Figure 3.

ABL gene disruption inhibits cancer cell growth and induces apoptosis in K562 cells. (A) The ABL gene in K562 cells was analyzed with RNA-guided engineered nuclease-restriction fragment length polymorphism (RGEN-RFLP) assays to measure the gene editing efficiency. The gel image of ABL gene cleavage induced by addition of specific sgRNA, and Cas9 shows the indel percentage in the gene editing pool. Cleaved DNA fragments are highlighted with an asterisk. (B) Western blot analysis of BCR-ABL and ABL protein expression.
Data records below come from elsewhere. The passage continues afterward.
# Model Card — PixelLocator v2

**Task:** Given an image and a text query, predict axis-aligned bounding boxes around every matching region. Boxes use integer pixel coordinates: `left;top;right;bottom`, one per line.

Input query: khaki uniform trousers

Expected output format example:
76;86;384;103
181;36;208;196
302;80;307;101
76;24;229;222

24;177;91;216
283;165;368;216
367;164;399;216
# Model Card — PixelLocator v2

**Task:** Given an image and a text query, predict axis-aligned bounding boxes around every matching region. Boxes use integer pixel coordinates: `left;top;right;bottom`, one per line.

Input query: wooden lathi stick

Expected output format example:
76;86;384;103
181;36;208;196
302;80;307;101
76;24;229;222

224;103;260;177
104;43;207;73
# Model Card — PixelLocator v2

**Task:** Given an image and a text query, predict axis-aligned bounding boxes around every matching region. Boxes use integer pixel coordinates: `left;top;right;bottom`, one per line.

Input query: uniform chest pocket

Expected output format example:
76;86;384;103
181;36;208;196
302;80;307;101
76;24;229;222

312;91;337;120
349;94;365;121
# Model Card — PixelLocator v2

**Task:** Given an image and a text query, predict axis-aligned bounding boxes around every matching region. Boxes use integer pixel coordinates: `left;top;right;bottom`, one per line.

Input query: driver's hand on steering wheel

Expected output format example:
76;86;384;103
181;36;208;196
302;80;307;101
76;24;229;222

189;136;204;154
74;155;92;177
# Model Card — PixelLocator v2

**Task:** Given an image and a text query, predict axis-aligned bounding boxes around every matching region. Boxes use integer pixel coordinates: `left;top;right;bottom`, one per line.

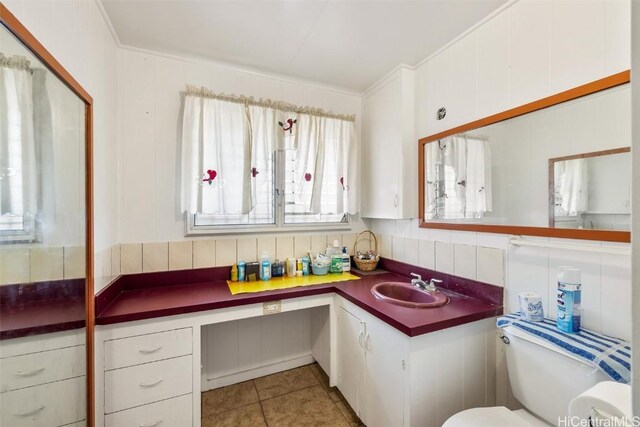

Bands at 210 kDa and 145 kDa, corresponding to BCR-ABL and ABL, were observed in the parental and SC sgRNA control K562 cells, whereas these bands were significantly reduced in the ABL sgRNA_1- and ABL sgRNA_2-transduced K562 cells. The protein expression of downstream ABL targets, such as P21 and cleaved PARP (c-PARP), was also activated by ABL gene redundancy. All the western blotting was measured and quantified by Image J software. (C) Cell viability curve of the ABL sgRNA_1- and ABL sgRNA_2-transduced K562 cells determined by MTT assays. (D) Cell proliferation of the ABL sgRNA-transduced K562 cells was determined by bromodeoxyuridine (BrdU) incorporation assays.